A Meteor never actually hits the ground, they either burn up in the atmosphere, or skip off the atmosphere and return to space. If a meteor (or piece of a meteor) makes it to the surface, it is properly called a meteorite.

Since we're playing Blackmoor... (specifically City of the Gods)

Why does this keep happening!?

>An enormous spacecraft has crash landed in your current setting. Nobody knows where it came from.

I actually have already done this.

Some Aliens crashed landed in my current setting and they've been living within the setting for about 500 years or so?

To make a long story short a couple of things happen:
-The survivors hold out for about 50 years or so before they finally realize they're not going to get rescued.

-None of them actually know how to replicate any of their technology anymore than you would know how to make an I-pod or computer from scrap.

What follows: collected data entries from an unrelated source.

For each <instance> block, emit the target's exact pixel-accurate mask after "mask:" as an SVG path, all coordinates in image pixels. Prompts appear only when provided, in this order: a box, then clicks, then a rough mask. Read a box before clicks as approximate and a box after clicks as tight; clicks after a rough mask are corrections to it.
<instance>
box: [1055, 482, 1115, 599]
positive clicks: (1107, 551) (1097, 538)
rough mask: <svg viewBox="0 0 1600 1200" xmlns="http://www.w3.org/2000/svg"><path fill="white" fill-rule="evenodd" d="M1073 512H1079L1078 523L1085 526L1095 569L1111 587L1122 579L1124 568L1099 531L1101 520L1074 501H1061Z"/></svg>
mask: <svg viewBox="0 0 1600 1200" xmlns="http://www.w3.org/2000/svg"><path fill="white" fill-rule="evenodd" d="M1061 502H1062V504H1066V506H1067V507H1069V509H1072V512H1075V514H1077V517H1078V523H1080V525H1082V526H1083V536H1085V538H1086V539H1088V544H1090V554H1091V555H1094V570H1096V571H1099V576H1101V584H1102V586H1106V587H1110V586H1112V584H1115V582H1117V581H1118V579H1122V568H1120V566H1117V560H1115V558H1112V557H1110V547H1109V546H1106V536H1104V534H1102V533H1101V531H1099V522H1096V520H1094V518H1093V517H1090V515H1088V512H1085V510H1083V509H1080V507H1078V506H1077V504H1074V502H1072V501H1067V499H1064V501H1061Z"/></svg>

-Many of them proceed to go native and accept this new reality: farming and eating terrestrial food, reproducing, making new shit, etc.

-There's a distinct divide between the "Elders" and the "Native" generations: Elders are emaciated, long, tall, weird looking- The Natives are medium sized, stockier and "healthier" looking.

-The Elders are treated like genuine "cosmic horrors" by outsiders, but the 'natives' are seen as just another 'fantasy race' among many.


>Pic related: I drew them for this CYOA I was/am working on

I have no fucking idea what to call them though.
Suggestions would be appreciated.

God bless you, you lucky fellow. What system are you using?

Claim it as your company property.

Ask the goverement to give you unlimit funds and report directly to them but at the same time "seem" like you've got the worlds interest.

>I bet the elves did this!
The reigning king would probably ignore it, the bandit king would investigate it and depending on if they get in and what the ship was carrying, he either becomes an immortal god king, is wiped out out by the inhabitants of the ship who live as god kings, or they discover very safe, if maybe dark, mass housing as well as some valuable resources to be exploited.

Well, the current campaign is about colonizing a planet and they are actually expecting another big supply drop. Any survivors could be added to the population considering 1/4 of the colonists, the entire unskilled colonists AKA the "breeding population", have died when their portion of the colony ship exploded during decent.

We set off on an expedition to the barrier peaks.